This is a patch release containing the following changes to v3.6.1:
- Updated Arm Compute Library (ACL) to 24.11.1
- Fixed segmentation fault issue in convolution primitive on processors with Intel AVX2 instruction set support (2eb3dd1).
- Added workaround for building issue when using GCC 8.2 and GNU Binutils 2.27 (262fb02).
- Fixed issue when ACL kernels called in parallel with different execution contexts (f30310e).
- Added a workaround for compilation issue for oneDNN Graph gtests when using GNU compiler (be16835).
- Removed specific diagnostics from the function (937c658, 3dd6aa6).
- Ignored GCC specific flags that produce false-positive issues (5488e8c).
- Expanded brgemm unsupported cases handling mechanism on AArch64-based Processors (ac9c3d0, ac9c3d0).
- Fix unimplemented error when --cpu-isa-hints=prefer_ymm on AArch64-based Processors (373bc5b).
- Enabled optimized reorder primitive between bf16 and f32 data on AArch64-based Processors(872ecac).
- Enabled support of bf16 matmul primitive with fp32 output on AArch64-based Processors (b8bdd63).
- Fixed issue in matmul primitive for 4-dimentional tensor on AArch64-based Processors (b3be239).
- Fixed out-of-bound warnings in deconvolution primitive on AArch64-based Processors (583215d).
- Fixed correctness issue in reorder primitive with zero points for 4-dimentional shapes on AArch64-based Processors (e9d0fdb).

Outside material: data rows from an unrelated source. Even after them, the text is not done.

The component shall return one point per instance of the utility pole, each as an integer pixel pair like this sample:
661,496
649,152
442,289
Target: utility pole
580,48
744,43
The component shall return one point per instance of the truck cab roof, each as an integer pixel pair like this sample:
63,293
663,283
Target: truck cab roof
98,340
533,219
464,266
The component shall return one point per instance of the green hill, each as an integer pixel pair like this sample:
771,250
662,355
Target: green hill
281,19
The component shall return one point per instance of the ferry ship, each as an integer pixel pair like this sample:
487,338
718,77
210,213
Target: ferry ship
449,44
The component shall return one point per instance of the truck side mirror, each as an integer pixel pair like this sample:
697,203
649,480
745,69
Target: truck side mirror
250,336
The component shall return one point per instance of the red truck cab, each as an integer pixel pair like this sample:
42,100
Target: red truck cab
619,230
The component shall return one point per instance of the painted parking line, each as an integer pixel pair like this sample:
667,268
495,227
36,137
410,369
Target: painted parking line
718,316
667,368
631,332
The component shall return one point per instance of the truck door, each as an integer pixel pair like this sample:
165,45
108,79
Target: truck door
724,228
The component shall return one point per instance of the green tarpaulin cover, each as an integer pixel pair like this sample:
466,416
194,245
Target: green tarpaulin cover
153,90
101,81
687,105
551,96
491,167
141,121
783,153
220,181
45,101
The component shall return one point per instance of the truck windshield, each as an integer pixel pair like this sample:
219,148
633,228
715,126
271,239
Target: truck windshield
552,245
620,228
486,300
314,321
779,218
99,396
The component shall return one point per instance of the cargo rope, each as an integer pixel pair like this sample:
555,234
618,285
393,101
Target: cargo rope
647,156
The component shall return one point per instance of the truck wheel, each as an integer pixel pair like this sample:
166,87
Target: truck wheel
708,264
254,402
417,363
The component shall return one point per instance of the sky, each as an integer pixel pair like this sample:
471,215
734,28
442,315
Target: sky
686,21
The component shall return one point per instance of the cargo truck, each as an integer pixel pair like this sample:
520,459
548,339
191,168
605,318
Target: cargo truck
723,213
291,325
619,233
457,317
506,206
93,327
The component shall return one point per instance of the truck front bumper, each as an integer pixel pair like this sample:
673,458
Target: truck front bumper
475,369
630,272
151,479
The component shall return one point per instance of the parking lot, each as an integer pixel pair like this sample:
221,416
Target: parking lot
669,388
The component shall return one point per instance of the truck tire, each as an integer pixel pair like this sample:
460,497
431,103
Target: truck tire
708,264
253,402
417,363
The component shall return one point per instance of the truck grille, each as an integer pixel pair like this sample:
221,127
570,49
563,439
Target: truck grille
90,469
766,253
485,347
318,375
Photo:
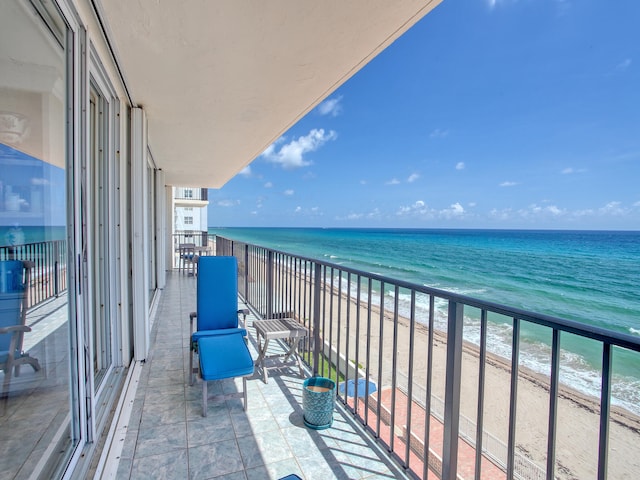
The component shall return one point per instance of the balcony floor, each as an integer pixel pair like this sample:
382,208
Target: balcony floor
167,437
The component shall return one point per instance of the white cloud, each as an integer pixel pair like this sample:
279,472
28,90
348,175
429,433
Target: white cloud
331,107
623,65
419,208
570,170
291,155
455,210
439,133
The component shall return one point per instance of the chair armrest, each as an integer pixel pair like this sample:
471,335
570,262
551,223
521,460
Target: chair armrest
14,329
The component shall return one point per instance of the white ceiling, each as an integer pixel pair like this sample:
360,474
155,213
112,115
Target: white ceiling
221,80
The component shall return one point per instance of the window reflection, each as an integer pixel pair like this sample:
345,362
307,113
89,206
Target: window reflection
35,411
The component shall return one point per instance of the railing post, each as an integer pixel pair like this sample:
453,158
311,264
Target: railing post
452,391
269,284
317,279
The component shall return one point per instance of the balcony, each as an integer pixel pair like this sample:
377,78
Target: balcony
167,437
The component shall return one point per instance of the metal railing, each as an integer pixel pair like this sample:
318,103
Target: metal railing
48,277
408,338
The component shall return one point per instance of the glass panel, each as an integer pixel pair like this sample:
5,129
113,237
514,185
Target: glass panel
99,191
38,423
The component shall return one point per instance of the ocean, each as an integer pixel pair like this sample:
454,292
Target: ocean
592,277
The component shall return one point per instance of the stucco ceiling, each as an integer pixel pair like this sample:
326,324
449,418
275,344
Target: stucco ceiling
221,80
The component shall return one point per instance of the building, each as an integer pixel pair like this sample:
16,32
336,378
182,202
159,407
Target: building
105,106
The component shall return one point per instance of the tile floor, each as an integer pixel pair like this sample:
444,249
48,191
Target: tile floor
167,437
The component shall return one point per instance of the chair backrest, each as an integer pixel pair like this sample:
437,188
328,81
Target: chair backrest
217,302
14,279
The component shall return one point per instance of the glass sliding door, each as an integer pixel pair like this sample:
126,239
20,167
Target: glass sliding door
99,198
40,412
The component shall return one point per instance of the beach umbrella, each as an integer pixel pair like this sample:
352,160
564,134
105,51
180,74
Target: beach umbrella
350,387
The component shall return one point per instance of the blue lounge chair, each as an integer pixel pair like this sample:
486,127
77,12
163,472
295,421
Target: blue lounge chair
224,356
14,283
218,339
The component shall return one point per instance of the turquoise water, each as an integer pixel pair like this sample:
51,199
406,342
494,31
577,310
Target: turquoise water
592,277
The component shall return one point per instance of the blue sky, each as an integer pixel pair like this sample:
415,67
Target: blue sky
486,114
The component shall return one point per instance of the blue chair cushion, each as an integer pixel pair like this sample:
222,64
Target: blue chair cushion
224,356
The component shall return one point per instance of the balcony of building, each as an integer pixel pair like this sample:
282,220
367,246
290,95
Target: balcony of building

- Enabled support of bf16 datatype in reorder primitive on AArch64-based Processors (188ae7f).
- Fixed performance regression for backward convolution primitive creation time (2b3389f).
- Improved performance of
fp16
matmul withint4
weights on Intel GPUs based on Xe2 architecture (4c8fb2c, 3dd4f43, 280bd28). - Fixed performance regression for int8 convolution with large spatial sizes on processors with Intel AMX support (05d68df).
- Restricted check for microkernel fusion support to cases when fusion functionality is actually used on Intel GPUs (48f6bd9).